The first step towards higher performance is employing blocking to optimize cache access patterns. By using a straightforward square partitioning of the input matrices (without resorting to specialized assembly kernels and instead relying on the native BQN idiom) speed-ups of approximately sixfold are achievable for matrices that exceed the machine's cache size:
mat‿mbt ← ⟨⋈˜2⥊500, ⋈˜5⥊600⟩ /¨⊸⊔¨ ma‿mb ← •rand.Range⟜0¨1e3×⟨1‿1, 3‿3⟩ >⟨ma‿ma‿mat, mb‿mb‿mbt⟩ {𝕎˜•_timed𝕩}¨¨˜ <⟨Dgemm, +˝∘×⎉1‿∞, ∾(+˝+˝∘×⎉1‿∞¨)⎉1‿∞⟩
┌─ ╵ 0.008988871 0.646108393 0.37081367400000004 0.16528436400000002 45.110128999000004 7.460860705000001 ┘
This performance gain requires only a modest 10-character leap in the code, from +˝∘×⎉1‿∞ to ∾(+˝+˝∘×⎉1‿∞¨)⎉1‿∞ . Let's abstract this logic into reusable code. For instance, the function below computes powers of a square matrix 𝕩 using blocks of size 𝕨 , padding with zeros as needed. This operation is particularly useful in domains like graph theory or analyzing Markov chains:
MPB ← {𝕩≢⊸↑∾(+˝+˝∘×⎉1‿∞¨)⎉1‿∞˜𝕩(⥊⟜𝕨¨∘⊢/¨⊸⊔𝕨⊸×↑⊣)⌈𝕨÷˜≢𝕩}
An empirical (naïve, really) search for the optimal block size yields:
(300+50×↕8) {𝕨⊸MPB•_timed𝕩}¨ <3e3‿3e3 •rand.Range 0
⟨ 8.30279774 10.112563361000001 9.781014477000001 9.670085717000001 7.556631647000001 10.970897867000001 7.570657628 10.231164773000001 ⟩
One might hypothesize that further performance could be gained by applying this blocking principle recursively to accommodate multiple levels of cache. This technique, known as nested tiling, can also be implemented easily, though experimentation shows it yields no improvement:
MPB2 ← {∾∾×_p¨_p¨(_p←{+˝∘𝔽⎉1‿∞})˜𝕩{𝕩⊔˜/¨⥊⟜𝕨¨⌈𝕨÷˜≢𝕩}´𝕨} ⟨10‿60, 4‿250, 3‿500⟩ {𝕨⊸MPB2•_timed𝕩}¨ <3e3‿3e3•rand.Range 0
⟨ 14.096323785000001 9.16644102 7.668334754000001 ⟩
Having seemingly reached the limits of performance gains by optimizing memory access patterns, the next logical step is to attack the problem from a different axis: reducing the algorithm's asymptotic complexity. Here is a little divide-and-conquer (and cache-oblivious) algorithm in its classic radix-2 form. It works for any square matrix, regardless of dimension: if it is odd, we pad with an extra row and column, and then take back the original.
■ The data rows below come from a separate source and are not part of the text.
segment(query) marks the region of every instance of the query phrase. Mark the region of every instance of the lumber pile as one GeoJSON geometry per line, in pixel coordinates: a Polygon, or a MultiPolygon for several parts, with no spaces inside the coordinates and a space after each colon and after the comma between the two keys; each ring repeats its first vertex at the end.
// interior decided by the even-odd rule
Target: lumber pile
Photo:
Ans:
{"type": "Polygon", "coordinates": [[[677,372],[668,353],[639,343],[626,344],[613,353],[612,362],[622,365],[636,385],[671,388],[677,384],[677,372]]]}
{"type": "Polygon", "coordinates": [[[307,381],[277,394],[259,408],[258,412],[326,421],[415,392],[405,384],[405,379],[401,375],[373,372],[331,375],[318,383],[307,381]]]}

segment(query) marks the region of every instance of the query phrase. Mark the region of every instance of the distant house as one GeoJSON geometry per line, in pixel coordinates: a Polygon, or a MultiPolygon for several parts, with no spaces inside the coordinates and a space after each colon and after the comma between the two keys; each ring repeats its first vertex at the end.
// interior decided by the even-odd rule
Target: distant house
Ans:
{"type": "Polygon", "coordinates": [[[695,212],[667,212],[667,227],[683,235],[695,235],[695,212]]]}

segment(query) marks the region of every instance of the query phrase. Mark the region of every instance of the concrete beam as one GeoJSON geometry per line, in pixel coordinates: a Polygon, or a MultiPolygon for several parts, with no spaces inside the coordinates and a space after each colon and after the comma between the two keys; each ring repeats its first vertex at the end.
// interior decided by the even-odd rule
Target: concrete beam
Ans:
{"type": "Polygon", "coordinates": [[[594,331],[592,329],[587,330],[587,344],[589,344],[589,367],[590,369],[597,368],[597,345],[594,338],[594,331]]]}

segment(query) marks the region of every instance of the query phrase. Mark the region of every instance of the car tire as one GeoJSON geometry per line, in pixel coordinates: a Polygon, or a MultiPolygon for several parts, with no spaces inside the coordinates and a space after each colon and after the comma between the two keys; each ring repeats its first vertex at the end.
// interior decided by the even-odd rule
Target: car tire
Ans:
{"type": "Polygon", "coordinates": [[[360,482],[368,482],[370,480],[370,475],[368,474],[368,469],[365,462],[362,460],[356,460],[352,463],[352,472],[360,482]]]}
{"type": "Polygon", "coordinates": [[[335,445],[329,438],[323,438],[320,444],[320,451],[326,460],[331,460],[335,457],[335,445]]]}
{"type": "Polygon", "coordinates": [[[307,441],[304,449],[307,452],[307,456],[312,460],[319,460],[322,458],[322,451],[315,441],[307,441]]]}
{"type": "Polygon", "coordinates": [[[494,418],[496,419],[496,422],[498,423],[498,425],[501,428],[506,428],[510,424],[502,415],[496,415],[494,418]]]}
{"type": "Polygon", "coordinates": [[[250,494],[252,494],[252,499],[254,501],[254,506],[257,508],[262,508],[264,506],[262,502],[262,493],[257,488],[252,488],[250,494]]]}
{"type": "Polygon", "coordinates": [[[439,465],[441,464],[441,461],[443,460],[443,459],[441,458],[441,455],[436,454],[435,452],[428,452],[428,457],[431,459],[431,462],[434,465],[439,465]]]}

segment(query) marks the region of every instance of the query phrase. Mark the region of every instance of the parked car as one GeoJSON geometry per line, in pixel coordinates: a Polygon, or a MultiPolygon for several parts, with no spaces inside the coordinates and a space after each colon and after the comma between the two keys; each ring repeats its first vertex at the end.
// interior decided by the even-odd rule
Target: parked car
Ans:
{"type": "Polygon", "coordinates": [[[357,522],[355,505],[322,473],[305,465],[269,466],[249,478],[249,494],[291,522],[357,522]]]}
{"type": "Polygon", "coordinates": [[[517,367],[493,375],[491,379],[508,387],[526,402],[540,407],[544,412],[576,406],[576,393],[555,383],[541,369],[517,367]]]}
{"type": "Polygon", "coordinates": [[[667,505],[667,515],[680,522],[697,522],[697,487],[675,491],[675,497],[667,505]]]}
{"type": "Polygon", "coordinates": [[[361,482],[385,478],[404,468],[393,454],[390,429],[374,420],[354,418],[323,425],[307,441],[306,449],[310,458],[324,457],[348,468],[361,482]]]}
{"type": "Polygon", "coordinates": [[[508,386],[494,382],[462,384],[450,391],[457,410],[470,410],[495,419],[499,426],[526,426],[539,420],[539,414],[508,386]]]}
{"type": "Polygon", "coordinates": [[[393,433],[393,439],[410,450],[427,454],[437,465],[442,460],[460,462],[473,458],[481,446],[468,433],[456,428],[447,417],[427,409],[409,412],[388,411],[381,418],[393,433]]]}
_strassen_ ← {𝕘≥≠𝕩 ? 𝕨𝔽𝕩; [a‿b,c‿d]‿[e‿f,g‿h] ← (2⊸⥊¨∘⊢/¨⊸⊔2⊸×↑⊣)¨⟜(⌈2÷˜≢¨)𝕨‿𝕩 p1‿p2‿p3‿p4‿p5‿p6‿p7 ← 𝕊´¨⟨a+d,e+h⟩‿⟨c+d,e⟩‿⟨a,f-h⟩‿⟨d,g-e⟩‿⟨a+b,h⟩‿⟨c-a,e+f⟩‿⟨b-d,g+h⟩ 𝕩≢⊸↑∾⟨p1+p4+p7-p5, p3+p5⟩≍⟨p2+p4, p1+p3+p6-p2⟩ }
Let's go somewhat big for a solid 9x speed-up over the naive implementation:
⟨+˝∘×⎉1‿∞, 600⊸MPB, +˝∘×⎉1‿∞ _strassen_ 256, Dgemm _strassen_ 256, Dgemm⟩ {𝕎˜•_timed𝕩}¨ <4096‿4096•rand.Range 0
⟨ 121.21441014300001 23.299975492 13.688074838 2.1399266160000003 0.400549596 ⟩
To the best of my ability, this marks the limit of what can be achieved with a pure, single-threaded BQN implementation.